The sequence of events observed in this patient suggests a beneficial role for dual endothelin receptor antagonism, as no other known or relevant therapeutic intervention was initiated concomitant to treatment with bosentan. However, as a single case report, several limitations warrant acknowledgement. Wound healing is influenced by multiple variables, and it was not possible to strictly control for all potential confounders in this case. In addition, there are limited data describing neurological and cardiovascular status (for example, extent of neuropathy, ankle-brachial index) available for this patient. Furthermore, the etiology of these ulcers appears intricate and may involve several pathological processes. For example, neuropathy was documented by electromyography and may be implicated in the exposure to heat, which was considered the cause of the heel ulcer. After the patient became unable to walk, the pressure that caused the decubital lesions most likely perpetuated all ulcers, and infection may have caused them, too. Macrovasculopathy is also a possible contributory factor to the lower-limb ulcers, and diabetic skin microangiopathy should be regarded as a common underlying cause for the appearance of all ulcers and their resistance to standard therapy. Although our patient had congestive heart failure and peripheral edema, these occurred six weeks after the appearance of the ulcer and, in our opinion, were not related to the development of his lesions.
Having acknowledged these limitations, we think that this case report adds to the increasing evidence in support of a key role for endothelin in the pathogenesis of diabetic macro- and microangiopathy. Endothelin plasma levels are elevated in patients with type 2 diabetes and correlate positively with diabetic vascular disorder [4, 5], including diabetic skin microangiopathy, which leads to the development of chronic foot ulcers. Improvements in macro-vascular as well as microvascular functioning have been reported following the use of endothelin receptor antagonists in animal models  and in patients with diabetes [10–14], and endothelin receptor antagonists have been shown to improve the nutritive skin microcirculation.

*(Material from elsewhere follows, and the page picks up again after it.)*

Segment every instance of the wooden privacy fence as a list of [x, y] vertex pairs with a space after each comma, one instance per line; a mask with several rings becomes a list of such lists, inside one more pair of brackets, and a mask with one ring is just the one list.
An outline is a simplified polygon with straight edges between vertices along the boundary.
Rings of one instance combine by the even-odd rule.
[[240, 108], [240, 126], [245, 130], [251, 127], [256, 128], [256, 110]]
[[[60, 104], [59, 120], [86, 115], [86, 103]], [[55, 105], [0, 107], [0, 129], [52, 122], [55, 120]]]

The observations in this case, especially given the timing of improvement in relation to bosentan administration, could be explained by the effect of bosentan on the diabetic skin microangiopathy, hence supporting a role for endothelin in its pathogenesis [4–6]. The efficacy of dual endothelin receptor antagonism has already been shown in other manifestations of diabetic microangiopathy [4, 5]. Although unlikely, the effects of bosentan on glycemic control  and the wound-healing process  may also have contributed to our patient's outcome.
While the observations reported here should be interpreted with caution and need to be confirmed in a controlled study, the sequence of events is suggestive of a beneficial role for bosentan in our patient. These findings are consistent with current knowledge on the role of endothelin in vascular complications of diabetes and support continued investigation of endothelin in the pathophysiology of untreatable skin ulcers as well as other manifestations of diabetic microangiopathy. This original case report will be of interest primarily to diabetologists and dermatologists.
Written informed consent was obtained from the patient for publication of this case report and any accompanying images. A copy of the written consent is available for review by the Editor-in-Chief of this journal.
The authors acknowledge medical writing assistance from Elements Communications Ltd (Westerham, UK), supported by Actelion Pharmaceuticals Ltd (Allschwil, Switzerland). An abstract reporting these findings was accepted as a poster presentation at the 2009 World Congress of the International Diabetes Federation.